Si potrebbe rovesciare questa posizione. Ad esempio osservando che spesso proprio la volontà di trasformazione del mondo ha portato alla prassi anti-storica e anti-umana derivante dall’applicazione di teorie che pretendevano di rigenerare la realtà. Dall’altro lato però quel che osserva Althusser è vero anche in un altro senso: i mondi bellissimi dei filosofi sono davvero un universo in cui entrare, e costituiscono un godimento che tutti dovrebbero poter provare.
Nessuno può negare che sia una vera e propria esperienza il seguire un grande filosofo nei suoi territori. Chi è stato almeno un attimo, anche solo di passaggio, nel mondo di Platone o di Kant ha fatto un’esperienza vertiginosa. Come chi ha visto i paesaggi della Patagonia, o un’aurora boreale. O l’hai vista, o non l’hai vista. Come sentire una sinfonia di Beethoven. Come entrare nella Cappella Sistina. È un’esperienza che non si dovrebbe negare a nessuno.
Io vedo brillare negli occhi dei miei allievi il guizzo estetico dell’intelletto, quando come in un gioco logico di deduzione seguiamo il filo del ragionamento di Cartesio, o quando come sulle montagne russe seguiamo la spericolatezza del pensiero di Parmenide, o di Berkeley, o ancora quando siamo presi nelle spire del procedere di Hegel che tutto avvolge. Insegnare filosofia significa vibrare assieme del fascino dell’intelligenza. Esplorare mondi. Fare esperienza “che è proprio così”. Sono mondi fuori della storia? No. In questi mondi noi entriamo con la nostra storia, con le nostre domande, col nostro linguaggio, con il nostro orizzonte. E ne torniamo cambiati.
D’altro lato, va preso sul serio Althusser quando mette in guardia dal rischio che questi mondi restino semplici bolle teoriche in cui rifugiarsi. È necessario, egli dice, che i filosofi stabiliscano rapporti fecondi tra il mondo della filosofia e il mondo della realtà. Althusser invita i professori “a cercare al loro esterno, nelle pratiche, nelle conoscenze e nelle lotte sociali — ma senza tralasciare le opere filosofiche — di che imparare a filosofare”. È verissimo. E forse Repubblica ha pubblicato ora questo vecchio scritto di Althusser proprio per sottolineare l’esigenza sentita di un rinnovato apporto dei filosofi alla critica dell’esistente. Mai come oggi sembra che, tramontate le ideologie, i filosofi, e tanto più i professori di filosofia, abbiano perso il loro ruolo di portatori di riflessione critica e di proposizione di “altro” rispetto all’esistente. In questo senso l’auspicio di Althusser è attualissimo.

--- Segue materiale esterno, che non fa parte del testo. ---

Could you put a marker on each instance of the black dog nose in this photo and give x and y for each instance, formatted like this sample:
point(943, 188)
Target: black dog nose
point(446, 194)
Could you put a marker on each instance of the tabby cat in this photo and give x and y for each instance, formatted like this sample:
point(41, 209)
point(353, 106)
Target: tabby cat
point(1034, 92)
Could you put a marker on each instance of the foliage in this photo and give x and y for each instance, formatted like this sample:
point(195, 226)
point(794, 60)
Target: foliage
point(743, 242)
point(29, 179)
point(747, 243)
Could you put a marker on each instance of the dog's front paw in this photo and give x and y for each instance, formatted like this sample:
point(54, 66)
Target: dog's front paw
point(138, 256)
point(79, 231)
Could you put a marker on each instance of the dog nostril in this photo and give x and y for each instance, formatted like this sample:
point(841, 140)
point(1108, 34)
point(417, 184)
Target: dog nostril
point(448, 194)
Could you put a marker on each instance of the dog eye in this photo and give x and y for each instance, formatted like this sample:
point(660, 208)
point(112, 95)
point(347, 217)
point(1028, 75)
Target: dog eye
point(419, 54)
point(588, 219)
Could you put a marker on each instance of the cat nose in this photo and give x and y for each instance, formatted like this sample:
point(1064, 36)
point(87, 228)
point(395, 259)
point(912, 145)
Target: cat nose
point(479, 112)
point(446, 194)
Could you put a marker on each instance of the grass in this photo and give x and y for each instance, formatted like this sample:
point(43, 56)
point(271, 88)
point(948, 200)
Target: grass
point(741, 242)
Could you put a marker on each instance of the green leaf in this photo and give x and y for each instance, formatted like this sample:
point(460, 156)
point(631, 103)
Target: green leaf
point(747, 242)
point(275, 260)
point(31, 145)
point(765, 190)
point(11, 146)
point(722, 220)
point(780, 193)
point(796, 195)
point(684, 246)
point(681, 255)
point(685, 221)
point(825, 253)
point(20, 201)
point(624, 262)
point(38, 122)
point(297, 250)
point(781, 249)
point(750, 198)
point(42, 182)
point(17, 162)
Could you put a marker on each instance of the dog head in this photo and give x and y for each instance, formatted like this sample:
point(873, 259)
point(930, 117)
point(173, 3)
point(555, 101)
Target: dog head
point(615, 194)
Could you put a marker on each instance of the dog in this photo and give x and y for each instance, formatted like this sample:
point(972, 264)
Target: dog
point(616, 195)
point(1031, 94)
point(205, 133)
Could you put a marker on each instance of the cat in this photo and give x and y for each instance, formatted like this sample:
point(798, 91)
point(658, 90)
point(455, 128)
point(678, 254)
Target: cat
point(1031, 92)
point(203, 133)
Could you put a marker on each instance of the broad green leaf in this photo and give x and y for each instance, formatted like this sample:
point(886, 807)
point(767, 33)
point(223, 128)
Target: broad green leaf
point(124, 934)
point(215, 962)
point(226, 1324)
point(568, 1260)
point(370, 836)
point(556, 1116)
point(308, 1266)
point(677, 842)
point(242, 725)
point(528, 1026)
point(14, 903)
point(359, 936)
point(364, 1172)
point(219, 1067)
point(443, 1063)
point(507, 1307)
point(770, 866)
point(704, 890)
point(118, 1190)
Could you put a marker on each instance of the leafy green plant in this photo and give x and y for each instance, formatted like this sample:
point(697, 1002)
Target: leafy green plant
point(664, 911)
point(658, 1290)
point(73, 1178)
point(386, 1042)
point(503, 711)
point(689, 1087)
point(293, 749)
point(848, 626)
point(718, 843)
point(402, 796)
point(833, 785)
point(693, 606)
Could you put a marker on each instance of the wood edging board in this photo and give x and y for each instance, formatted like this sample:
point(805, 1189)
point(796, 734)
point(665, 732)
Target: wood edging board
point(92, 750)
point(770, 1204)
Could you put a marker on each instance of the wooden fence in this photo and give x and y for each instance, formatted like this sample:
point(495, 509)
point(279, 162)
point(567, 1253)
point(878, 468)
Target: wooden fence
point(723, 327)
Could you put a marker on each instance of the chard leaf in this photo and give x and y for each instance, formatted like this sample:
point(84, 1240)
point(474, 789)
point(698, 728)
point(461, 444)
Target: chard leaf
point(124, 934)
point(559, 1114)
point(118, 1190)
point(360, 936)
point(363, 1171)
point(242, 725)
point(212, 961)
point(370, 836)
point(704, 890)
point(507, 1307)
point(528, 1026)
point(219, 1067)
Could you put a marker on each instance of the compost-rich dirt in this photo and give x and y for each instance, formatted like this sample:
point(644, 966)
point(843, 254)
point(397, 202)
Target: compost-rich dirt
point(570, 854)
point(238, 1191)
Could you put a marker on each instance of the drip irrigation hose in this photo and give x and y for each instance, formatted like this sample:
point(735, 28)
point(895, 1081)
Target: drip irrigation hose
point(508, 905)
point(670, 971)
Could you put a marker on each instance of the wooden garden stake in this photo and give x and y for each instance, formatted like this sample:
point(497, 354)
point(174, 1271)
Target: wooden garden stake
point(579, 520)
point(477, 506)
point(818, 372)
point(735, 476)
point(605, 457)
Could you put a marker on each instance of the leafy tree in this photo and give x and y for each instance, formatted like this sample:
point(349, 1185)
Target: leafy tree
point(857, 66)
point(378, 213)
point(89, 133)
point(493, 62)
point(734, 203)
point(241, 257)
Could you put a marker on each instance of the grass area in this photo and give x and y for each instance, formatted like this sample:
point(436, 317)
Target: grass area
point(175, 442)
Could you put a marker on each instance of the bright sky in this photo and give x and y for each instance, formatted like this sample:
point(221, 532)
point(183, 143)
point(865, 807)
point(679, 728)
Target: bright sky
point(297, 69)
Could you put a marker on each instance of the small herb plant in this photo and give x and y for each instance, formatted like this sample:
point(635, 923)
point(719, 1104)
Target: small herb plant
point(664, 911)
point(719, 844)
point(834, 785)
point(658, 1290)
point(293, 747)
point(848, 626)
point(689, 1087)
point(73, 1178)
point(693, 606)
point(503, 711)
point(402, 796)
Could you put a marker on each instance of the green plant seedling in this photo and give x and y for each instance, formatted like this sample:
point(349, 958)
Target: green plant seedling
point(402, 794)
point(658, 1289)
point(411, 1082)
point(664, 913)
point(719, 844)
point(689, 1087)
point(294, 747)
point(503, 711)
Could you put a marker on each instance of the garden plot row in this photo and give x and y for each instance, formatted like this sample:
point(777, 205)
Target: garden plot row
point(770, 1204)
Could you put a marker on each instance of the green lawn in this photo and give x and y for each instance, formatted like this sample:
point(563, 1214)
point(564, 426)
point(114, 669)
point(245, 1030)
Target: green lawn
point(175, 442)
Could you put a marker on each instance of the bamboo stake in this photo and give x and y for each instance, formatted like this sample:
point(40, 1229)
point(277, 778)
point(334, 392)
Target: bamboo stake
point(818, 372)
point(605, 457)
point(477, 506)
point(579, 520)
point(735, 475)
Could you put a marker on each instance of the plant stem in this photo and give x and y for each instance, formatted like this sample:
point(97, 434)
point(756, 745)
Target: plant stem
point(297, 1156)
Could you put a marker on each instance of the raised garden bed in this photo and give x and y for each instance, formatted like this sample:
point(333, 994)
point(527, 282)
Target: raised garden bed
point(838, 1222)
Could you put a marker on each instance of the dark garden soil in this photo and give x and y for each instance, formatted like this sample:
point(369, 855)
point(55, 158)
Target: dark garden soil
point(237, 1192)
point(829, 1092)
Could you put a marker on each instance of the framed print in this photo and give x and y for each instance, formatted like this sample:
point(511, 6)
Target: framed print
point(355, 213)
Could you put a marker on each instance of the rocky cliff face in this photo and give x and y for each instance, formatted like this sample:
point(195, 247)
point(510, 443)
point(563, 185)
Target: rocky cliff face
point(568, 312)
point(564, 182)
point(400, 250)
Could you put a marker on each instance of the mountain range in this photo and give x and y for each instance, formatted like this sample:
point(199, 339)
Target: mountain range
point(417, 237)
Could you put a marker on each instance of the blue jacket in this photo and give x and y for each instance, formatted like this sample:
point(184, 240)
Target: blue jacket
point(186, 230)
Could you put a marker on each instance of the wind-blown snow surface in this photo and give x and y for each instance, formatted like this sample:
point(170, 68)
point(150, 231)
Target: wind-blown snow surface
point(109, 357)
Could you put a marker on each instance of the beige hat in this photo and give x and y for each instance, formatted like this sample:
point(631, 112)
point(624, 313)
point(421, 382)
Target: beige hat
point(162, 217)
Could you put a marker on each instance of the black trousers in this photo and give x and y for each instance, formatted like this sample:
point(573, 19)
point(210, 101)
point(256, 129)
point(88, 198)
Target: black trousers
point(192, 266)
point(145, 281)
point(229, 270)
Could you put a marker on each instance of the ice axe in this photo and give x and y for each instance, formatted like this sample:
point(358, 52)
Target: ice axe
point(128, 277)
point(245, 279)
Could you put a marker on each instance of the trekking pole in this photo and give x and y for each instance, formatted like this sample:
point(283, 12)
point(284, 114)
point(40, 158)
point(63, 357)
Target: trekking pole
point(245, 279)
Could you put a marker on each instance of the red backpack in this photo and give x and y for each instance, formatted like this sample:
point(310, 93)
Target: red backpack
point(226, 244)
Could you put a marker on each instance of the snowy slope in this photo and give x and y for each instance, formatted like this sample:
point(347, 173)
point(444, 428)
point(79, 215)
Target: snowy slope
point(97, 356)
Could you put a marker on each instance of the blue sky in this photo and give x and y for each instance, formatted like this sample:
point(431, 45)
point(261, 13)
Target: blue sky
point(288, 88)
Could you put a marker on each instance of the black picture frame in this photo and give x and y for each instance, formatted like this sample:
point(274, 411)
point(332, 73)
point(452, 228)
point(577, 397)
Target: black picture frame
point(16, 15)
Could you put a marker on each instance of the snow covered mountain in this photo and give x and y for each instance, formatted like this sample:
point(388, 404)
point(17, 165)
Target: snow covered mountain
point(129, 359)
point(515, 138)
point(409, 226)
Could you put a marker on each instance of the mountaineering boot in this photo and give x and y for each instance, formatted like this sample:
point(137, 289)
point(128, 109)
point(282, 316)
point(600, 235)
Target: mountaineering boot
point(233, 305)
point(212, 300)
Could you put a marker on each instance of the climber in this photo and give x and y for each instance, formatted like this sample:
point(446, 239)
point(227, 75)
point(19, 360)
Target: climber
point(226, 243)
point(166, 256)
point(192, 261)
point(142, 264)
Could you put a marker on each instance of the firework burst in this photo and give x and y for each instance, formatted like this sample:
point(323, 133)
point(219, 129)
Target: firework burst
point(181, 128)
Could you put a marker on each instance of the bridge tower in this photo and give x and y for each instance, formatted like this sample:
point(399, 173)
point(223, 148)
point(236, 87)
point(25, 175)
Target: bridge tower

Ma Althusser sembra affermare che solo i materialisti possono essere filosofi in questo modo. Mi sembra difficile sostenerlo oggi, quando proprio il materialismo nella versione consumista e nihilista ha prodotto la più feroce e classista fuga dal mondo reale nel vortice infinito dell’effimero, del virtuale, del fittizio. Ha anestetizzato gli uomini allontanandoli dalla realtà, facendoli scivolare quasi inavvertitamente nella più spaventosa disuguaglianza sperimentata nella storia. È solo da una visione etica e antropologica radicata in un “tu” che si sottrae alla reificazione, che si può trarre l’energia per imparare a filosofare sulla realtà e nella realtà per cambiarla.
Insegnare filosofia è senz’altro un dono della vita, un privilegio. A ben vedere, significa sempre con-filosofare: soprattutto con i grandi del passato, ma non meno con i giovani allievi. La realtà ci appella, ci urta nella sua datità. Ma solo restando uomini e donne interi, con la nostra carica irriducibile di esigenze ed evidenze originarie, e solo facendo spazio in noi e nell’altro all’eco di un essere che si sottragga all’infinita catena delle cause, potremo rispondere all’appello che dalla realtà ci viene con tutta l’energia che il cambiamento richiede.